Deployment Checklist

Model saved in the appropriate format (SafeTensors or GGUF)
API endpoint works and returns correct responses
Health check endpoint is in place
Monitoring is active (latency, error rate, throughput)
Rate limiting is enabled
Authentication/API key is set up
Error handling is properly implemented
Docker image is built and tested
Backup of model and config exists

Series Summary

Congratulations!

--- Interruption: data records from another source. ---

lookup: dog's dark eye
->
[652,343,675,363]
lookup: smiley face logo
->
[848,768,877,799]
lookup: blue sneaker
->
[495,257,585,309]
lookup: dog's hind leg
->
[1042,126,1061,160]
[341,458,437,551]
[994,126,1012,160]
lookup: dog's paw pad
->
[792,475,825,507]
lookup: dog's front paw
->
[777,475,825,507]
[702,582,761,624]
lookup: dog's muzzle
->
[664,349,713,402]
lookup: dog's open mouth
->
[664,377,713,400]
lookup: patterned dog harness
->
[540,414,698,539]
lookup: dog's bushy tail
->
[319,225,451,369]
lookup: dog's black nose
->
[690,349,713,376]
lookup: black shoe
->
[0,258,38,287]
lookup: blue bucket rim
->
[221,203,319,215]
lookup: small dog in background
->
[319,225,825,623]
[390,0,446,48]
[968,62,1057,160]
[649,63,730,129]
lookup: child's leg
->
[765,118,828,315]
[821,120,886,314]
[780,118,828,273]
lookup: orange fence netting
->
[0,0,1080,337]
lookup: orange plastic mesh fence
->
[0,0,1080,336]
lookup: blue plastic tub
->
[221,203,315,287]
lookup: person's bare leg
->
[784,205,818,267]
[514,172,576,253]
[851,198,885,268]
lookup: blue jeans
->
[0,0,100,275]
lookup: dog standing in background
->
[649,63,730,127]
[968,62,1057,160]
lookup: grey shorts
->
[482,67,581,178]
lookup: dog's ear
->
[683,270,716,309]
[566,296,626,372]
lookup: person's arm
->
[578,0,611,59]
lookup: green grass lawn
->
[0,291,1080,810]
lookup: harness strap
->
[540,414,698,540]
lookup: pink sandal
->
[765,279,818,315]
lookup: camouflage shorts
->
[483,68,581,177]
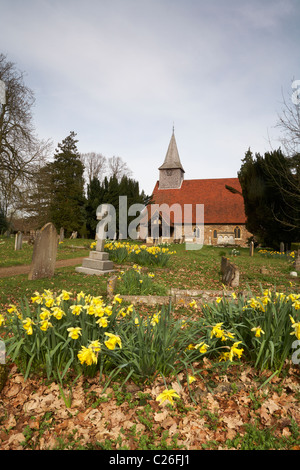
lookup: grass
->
[0,237,300,450]
[0,237,91,268]
[0,237,299,303]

You’ve completed the entire fine-tuning journey:

Episode 1: Understood what fine-tuning is and when it’s needed
Episode 2: Learned the three stages of model training
Episode 3: Mastered LoRA — efficient fine-tuning
Episode 4: QLoRA — fine-tuning with a regular GPU
Episode 5: Dataset preparation — the most critical part
Episode 6: Unsloth — fast and practical tooling
Episode 7: Evaluating your fine-tuned model
Episode 8: DPO — simple alignment
Episode 9: Persian language challenges
Episode 10: From fine-tuning to deployment

Fine-tuning is a practical skill. Reading isn’t enough — you need to get your hands dirty with code. Pick a small model, build a simple dataset, and start. Making mistakes is part of the learning process.

You now have the knowledge and tools you need. Go ahead and build your model your way!